The Fond Smile of Remembrance
My forgotten childhood calls out to me
Sometimes speaking in loud, dulcet tones,
And at other times whispering from somewhere near.
I see poets and painters talk of their own childhood days.
They speak of it sorrowfully, and for it is loss they despair
I can myself never understand why they are sad,
For I always smile a fond smile of remembrance,
Every time my childhood calls out, from near or afar.
Hiding in forts built of cardboard boxes,
Sneaking a light to read books under the blanket;
Piggyback rides on daddy’s shoulders
Shouting happily as he spun me in the hair so high.
The days of rain, and the muddy pools,
The days of summer, ice cream and cleaner pools.
Lunch hours at school and the food fights we got into,
The bus rides home, fighting for the seat by the window.

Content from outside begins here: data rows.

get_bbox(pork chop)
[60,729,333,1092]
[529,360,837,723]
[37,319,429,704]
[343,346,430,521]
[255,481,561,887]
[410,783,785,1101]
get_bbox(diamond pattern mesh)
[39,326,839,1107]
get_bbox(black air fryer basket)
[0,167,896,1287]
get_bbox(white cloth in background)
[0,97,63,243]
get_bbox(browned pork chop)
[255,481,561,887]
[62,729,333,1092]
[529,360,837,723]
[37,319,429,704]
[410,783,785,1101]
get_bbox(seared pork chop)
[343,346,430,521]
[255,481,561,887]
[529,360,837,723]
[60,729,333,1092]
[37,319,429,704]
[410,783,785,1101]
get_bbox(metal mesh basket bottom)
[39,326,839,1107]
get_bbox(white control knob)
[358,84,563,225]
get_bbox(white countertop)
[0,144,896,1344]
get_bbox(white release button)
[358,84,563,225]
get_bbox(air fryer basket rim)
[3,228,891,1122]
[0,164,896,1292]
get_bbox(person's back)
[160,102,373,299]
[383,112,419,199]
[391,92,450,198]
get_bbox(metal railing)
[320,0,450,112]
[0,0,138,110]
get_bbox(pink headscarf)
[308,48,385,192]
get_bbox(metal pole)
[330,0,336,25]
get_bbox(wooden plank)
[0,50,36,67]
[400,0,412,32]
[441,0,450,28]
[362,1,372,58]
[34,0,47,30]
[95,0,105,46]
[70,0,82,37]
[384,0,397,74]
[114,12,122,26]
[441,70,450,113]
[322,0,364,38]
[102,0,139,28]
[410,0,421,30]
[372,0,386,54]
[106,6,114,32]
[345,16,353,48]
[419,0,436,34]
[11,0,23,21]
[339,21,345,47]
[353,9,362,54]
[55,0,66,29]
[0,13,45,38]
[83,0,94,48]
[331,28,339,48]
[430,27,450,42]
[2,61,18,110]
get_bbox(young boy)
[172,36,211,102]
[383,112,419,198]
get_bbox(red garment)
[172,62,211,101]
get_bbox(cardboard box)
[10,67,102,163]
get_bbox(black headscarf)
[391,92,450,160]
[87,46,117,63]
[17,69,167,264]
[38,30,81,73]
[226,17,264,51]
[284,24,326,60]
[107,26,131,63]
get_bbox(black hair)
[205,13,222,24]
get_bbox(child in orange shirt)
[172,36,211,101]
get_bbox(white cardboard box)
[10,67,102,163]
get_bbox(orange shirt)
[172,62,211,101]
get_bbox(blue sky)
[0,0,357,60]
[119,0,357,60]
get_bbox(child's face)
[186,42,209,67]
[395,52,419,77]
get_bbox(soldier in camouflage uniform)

Counting cars in the day and stars at night,
The spiders in the attic which sent us scampering in fright
The countless cartoons, the countless theme songs we knew by heart,
The dreaded visits to the barber, the doctor and the dentist.
Comic books and stories, heroes in masks and capes!
All those punishments avoided by simply putting your brother to blame
The bed-wettings and the finger-pointings,
The name-callings and excuse-makings
When every bough of trees was a great forest,
Every unstepped-on piece of land a new county to conquer.
We were the aviators and brave soldiers of our own worlds,
The denizens of our own utopian fantasy we were;
The rulers and kings, the builders and masterminds
of happy lives, the children of yesteryears we were.
The crash of thunder that now scares us no longer,
The birthday parties that are ours to celebrate now no longer,
The weight on our backs are those heavy backpacks no longer,
Those comic books, those heroes in capes and cowls alive to us no longer.
Saturday mornings and waking up late is ours no longer,
The simple hours of games and sports that are ours no longer!
Entangled and enmeshed in the wheel of time,
Those childhood days are now ours no longer.
Now often we wish we could have those days again,
We wish we could be children again,
But we too know how fragile a fantasy that is.
Lost are those days of childhood to me now,
But even then I do not despair.
For even now I can see myself skipping stones and scaling fences,
Even now I can live out my childhood days;
Now, I see them through the eyes of my son, and I live them out
in the paper boats that we together make.
And I always smile a smile of fond remembrance,
As I call back out every time, every time my child calls out to me,
Every time my childhood calls out to me.